Les prix de la tomate en Algérie connaissent des variations fréquentes et marquées. En avril, le prix a atteint 220 DA/kg à Alger, mais récemment, il est descendu à 65 DA à El Ghrous, Biskra. Ces changements importants sont dus à plusieurs facteurs.
Surproduction et études universitaires
Les tomates primeurs, disponibles dès décembre, frustrent producteurs et consommateurs en raison des fluctuations de prix. Des chercheurs d’universités se sont penchés sur ce phénomène pour y voir plus clair. Il y a dix ans, une recherche de l’École nationale supérieure d’agronomie (ENSA) d’El Harrach a été publiée sous le titre : « Les profits des commerçants de fruits et légumes en Algérie : réalité ou préjugé infondé ? Le cas de la tomate primeur à Biskra ». Elle soulignait les enjeux en jeu dans ce secteur.
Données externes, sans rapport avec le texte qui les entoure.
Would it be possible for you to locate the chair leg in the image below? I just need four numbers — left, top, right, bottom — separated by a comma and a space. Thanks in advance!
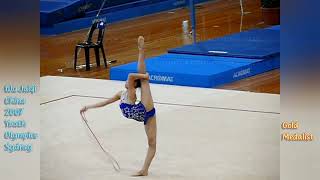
94, 48, 100, 67
73, 46, 78, 70
84, 48, 90, 71
100, 45, 107, 68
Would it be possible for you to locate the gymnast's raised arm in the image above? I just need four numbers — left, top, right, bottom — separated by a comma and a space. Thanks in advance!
128, 73, 149, 89
80, 91, 121, 113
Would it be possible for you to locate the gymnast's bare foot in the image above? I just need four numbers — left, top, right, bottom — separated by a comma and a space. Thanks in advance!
132, 170, 148, 176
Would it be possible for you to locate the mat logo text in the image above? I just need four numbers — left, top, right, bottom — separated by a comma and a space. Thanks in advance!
150, 75, 173, 82
233, 68, 251, 78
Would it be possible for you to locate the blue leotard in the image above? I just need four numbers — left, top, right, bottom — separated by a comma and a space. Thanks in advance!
120, 91, 156, 125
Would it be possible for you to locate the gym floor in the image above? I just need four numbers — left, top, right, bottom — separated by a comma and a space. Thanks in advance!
40, 0, 280, 94
40, 76, 280, 180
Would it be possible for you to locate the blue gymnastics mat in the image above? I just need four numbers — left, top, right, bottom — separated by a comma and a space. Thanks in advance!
168, 29, 280, 59
266, 25, 280, 31
110, 53, 280, 88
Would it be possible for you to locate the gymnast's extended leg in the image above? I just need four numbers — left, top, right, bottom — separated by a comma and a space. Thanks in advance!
138, 36, 146, 74
135, 36, 157, 176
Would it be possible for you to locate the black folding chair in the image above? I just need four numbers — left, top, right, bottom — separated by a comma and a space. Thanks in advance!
74, 20, 107, 71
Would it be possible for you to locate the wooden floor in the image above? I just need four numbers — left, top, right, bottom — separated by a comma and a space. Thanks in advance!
40, 0, 280, 94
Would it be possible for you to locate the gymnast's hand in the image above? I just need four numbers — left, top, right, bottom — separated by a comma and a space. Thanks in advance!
80, 106, 88, 113
138, 36, 144, 50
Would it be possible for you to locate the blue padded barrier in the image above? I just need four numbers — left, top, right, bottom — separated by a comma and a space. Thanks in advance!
110, 54, 280, 88
168, 29, 280, 59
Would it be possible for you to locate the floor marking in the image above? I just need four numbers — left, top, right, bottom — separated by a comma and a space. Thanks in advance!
40, 94, 280, 114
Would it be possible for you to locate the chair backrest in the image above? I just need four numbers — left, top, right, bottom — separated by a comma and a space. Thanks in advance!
86, 20, 105, 44
97, 21, 105, 44
86, 21, 98, 43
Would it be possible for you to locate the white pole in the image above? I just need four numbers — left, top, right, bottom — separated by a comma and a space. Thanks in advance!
240, 0, 244, 15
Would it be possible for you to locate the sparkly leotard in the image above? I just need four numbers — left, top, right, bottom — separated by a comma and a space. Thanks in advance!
120, 91, 156, 125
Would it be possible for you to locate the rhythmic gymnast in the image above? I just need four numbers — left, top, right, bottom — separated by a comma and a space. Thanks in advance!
80, 36, 157, 176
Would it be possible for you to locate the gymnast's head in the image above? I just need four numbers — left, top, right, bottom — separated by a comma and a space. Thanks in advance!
125, 79, 141, 89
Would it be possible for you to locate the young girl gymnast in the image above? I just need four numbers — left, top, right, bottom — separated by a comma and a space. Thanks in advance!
80, 36, 157, 176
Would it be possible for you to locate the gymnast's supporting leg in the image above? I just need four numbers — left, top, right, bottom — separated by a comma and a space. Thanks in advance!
135, 36, 157, 176
138, 36, 146, 74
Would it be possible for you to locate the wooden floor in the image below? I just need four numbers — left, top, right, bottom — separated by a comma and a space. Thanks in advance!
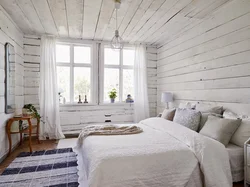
0, 140, 244, 187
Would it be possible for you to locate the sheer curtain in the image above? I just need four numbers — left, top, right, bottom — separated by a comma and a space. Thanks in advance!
134, 45, 149, 123
39, 36, 64, 139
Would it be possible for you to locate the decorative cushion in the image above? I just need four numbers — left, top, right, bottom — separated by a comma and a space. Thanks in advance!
195, 104, 223, 114
223, 109, 240, 119
200, 115, 241, 146
178, 102, 195, 109
230, 120, 250, 147
198, 113, 222, 131
161, 108, 175, 121
173, 108, 201, 131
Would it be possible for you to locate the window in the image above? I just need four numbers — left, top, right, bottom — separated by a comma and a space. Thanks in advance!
101, 46, 135, 102
56, 43, 93, 103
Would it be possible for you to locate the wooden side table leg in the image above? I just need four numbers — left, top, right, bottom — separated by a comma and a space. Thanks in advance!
36, 118, 41, 144
6, 120, 12, 156
28, 119, 32, 153
20, 132, 23, 145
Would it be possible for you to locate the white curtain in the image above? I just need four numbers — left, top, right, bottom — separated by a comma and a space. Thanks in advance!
134, 45, 149, 123
39, 36, 64, 139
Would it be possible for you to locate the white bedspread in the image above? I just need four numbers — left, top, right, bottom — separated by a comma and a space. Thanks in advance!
76, 118, 232, 187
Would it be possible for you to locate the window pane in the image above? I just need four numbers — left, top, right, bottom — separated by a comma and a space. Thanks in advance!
74, 46, 91, 64
74, 67, 91, 102
104, 47, 120, 65
56, 45, 70, 63
103, 68, 119, 102
122, 69, 134, 101
123, 49, 135, 66
57, 66, 70, 103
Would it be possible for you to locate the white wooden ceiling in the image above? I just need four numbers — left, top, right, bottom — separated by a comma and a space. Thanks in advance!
0, 0, 228, 45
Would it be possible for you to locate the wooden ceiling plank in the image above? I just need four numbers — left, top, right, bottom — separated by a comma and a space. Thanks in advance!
194, 0, 229, 18
130, 0, 178, 43
102, 0, 132, 41
48, 0, 69, 37
31, 0, 58, 36
66, 0, 84, 38
17, 0, 45, 34
0, 0, 33, 34
94, 0, 115, 40
118, 0, 142, 40
120, 0, 154, 39
82, 0, 102, 39
138, 0, 192, 42
124, 0, 166, 41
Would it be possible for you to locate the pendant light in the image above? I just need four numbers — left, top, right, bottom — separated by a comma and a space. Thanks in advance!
110, 0, 124, 50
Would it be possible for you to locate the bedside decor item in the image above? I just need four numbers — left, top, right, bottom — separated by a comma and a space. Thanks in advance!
3, 43, 16, 114
126, 94, 134, 103
110, 0, 124, 50
161, 92, 173, 109
22, 104, 41, 120
84, 95, 89, 103
78, 95, 82, 104
109, 88, 117, 103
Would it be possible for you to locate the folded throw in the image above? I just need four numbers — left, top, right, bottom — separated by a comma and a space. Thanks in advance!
77, 125, 143, 147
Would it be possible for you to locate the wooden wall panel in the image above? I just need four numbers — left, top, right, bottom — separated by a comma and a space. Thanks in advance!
157, 0, 250, 115
24, 36, 157, 134
0, 6, 24, 162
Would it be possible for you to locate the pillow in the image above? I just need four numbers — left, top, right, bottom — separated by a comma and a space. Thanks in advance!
230, 120, 250, 147
178, 102, 195, 109
198, 113, 222, 131
173, 108, 201, 131
200, 115, 241, 146
195, 104, 223, 114
223, 109, 239, 119
161, 108, 175, 121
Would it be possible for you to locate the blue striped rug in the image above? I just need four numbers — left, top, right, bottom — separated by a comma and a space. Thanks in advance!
0, 148, 78, 187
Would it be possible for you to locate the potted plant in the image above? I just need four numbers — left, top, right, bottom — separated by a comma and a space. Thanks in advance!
22, 104, 41, 120
109, 88, 117, 103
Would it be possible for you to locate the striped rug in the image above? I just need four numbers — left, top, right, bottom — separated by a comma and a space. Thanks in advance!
0, 148, 78, 187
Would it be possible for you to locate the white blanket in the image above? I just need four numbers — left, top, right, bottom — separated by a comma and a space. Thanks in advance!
76, 118, 232, 187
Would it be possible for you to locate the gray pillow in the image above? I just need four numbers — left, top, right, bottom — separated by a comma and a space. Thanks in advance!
173, 108, 201, 131
230, 120, 250, 147
198, 113, 222, 131
200, 115, 241, 146
161, 108, 175, 121
195, 104, 223, 114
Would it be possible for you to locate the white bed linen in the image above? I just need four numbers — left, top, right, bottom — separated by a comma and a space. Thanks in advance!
76, 118, 232, 187
226, 144, 244, 182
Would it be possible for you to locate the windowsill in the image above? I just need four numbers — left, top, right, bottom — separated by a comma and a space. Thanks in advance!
60, 102, 134, 107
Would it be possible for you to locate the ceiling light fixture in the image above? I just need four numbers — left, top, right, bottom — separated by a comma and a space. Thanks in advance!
110, 0, 124, 50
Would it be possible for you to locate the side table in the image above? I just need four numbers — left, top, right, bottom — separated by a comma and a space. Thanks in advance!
6, 116, 40, 156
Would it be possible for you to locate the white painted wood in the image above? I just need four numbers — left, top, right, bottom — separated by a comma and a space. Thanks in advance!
65, 0, 84, 38
157, 0, 250, 115
47, 0, 69, 37
30, 0, 58, 36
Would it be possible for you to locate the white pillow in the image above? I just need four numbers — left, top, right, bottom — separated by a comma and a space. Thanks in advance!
223, 109, 240, 119
230, 119, 250, 147
173, 108, 201, 131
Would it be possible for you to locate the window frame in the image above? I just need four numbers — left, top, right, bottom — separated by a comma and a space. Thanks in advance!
99, 44, 135, 104
56, 41, 97, 105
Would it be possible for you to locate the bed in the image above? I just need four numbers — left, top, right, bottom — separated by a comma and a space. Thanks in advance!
75, 118, 232, 187
226, 144, 244, 182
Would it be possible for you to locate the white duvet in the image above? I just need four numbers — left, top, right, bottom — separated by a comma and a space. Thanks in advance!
75, 118, 232, 187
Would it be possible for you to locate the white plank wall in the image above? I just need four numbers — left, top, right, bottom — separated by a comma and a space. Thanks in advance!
24, 36, 157, 134
0, 6, 24, 162
157, 0, 250, 115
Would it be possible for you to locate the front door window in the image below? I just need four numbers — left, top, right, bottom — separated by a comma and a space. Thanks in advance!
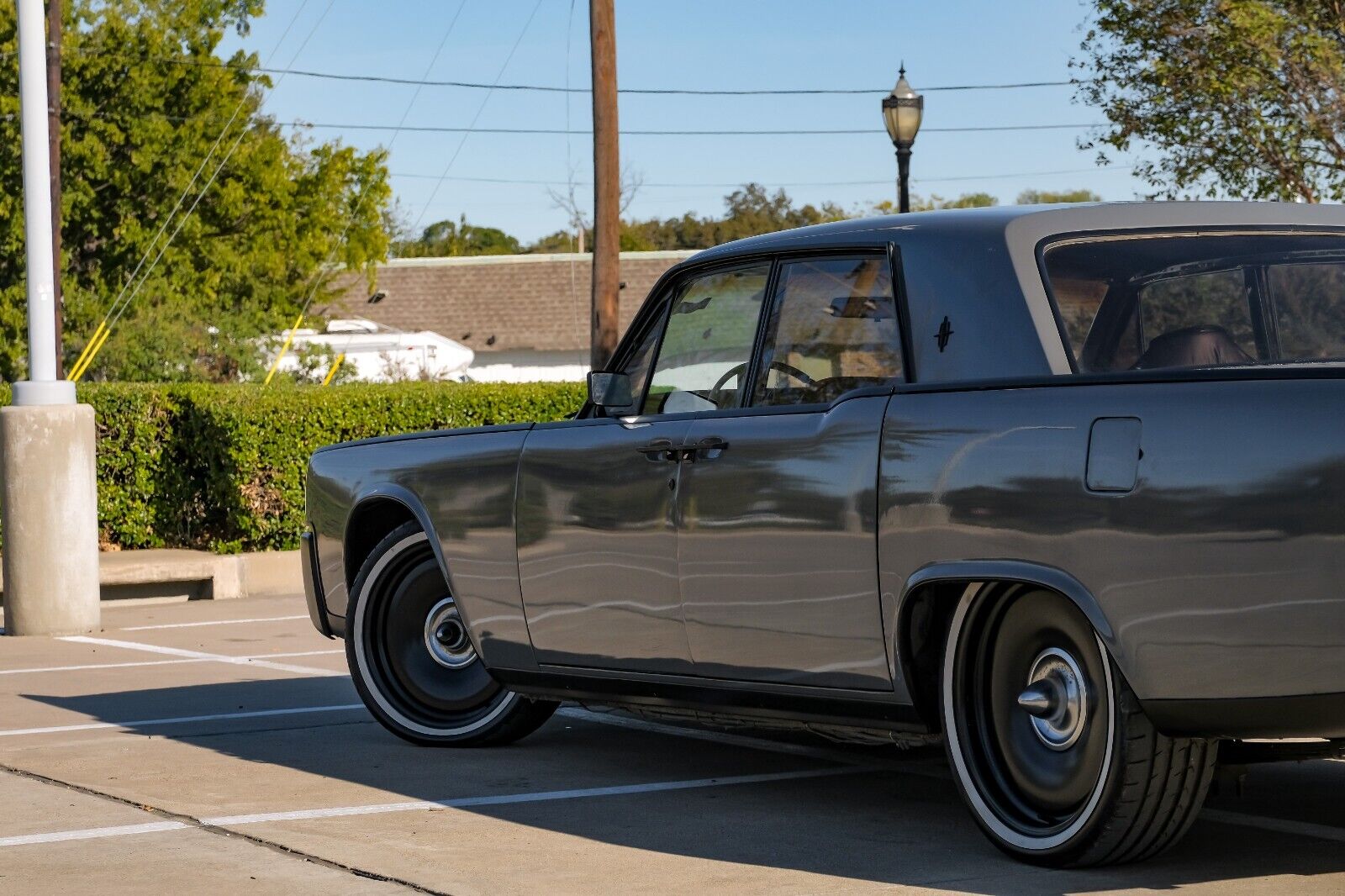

A El Ghrous, les marchés sont remplis de pick-ups chargés de tomates produites sous des serres tunnels. Cette région, propice au maraîchage grâce à sa terre fertile et à une main-d’œuvre venue du nord, a vu sa population augmenter considérablement au fil des ans. De nouveaux agriculteurs s’installent, bénéficiant de l’eau et de la terre en location. Grâce à un modèle économique basé sur le crédit, ils obtiennent semences et serres des grainetiers qu’ils remboursent après la récolte. Les études montrent que la tomate primeur offre une rentabilité significative, avec un coût de production moyen de 26 DA/kg contre un prix de vente de 61 DA/kg. Toutefois, les hausses des coûts des matériaux nécessaires à la culture posent des défis.
Facteurs climatiques et fluctuations de prix
En 2016, des recherches sur Biskra démontraient que les aléas climatiques influencent fortement la production et, par conséquent, les prix des tomates. Les tempêtes et les températures extrêmes affectent la récolte et le transport. L’effet de l’offre et de la demande, accentué par les conditions météorologiques, explique les variations de prix. Les chercheurs notent aussi l’influence des pratiques des acteurs du secteur sur ces fluctuations. Pour illustrer l’impact des conditions climatiques, les études citent des exemples de prix changeant radicalement en fonction des températures et des précipitations, impactant alors les circuits de distribution.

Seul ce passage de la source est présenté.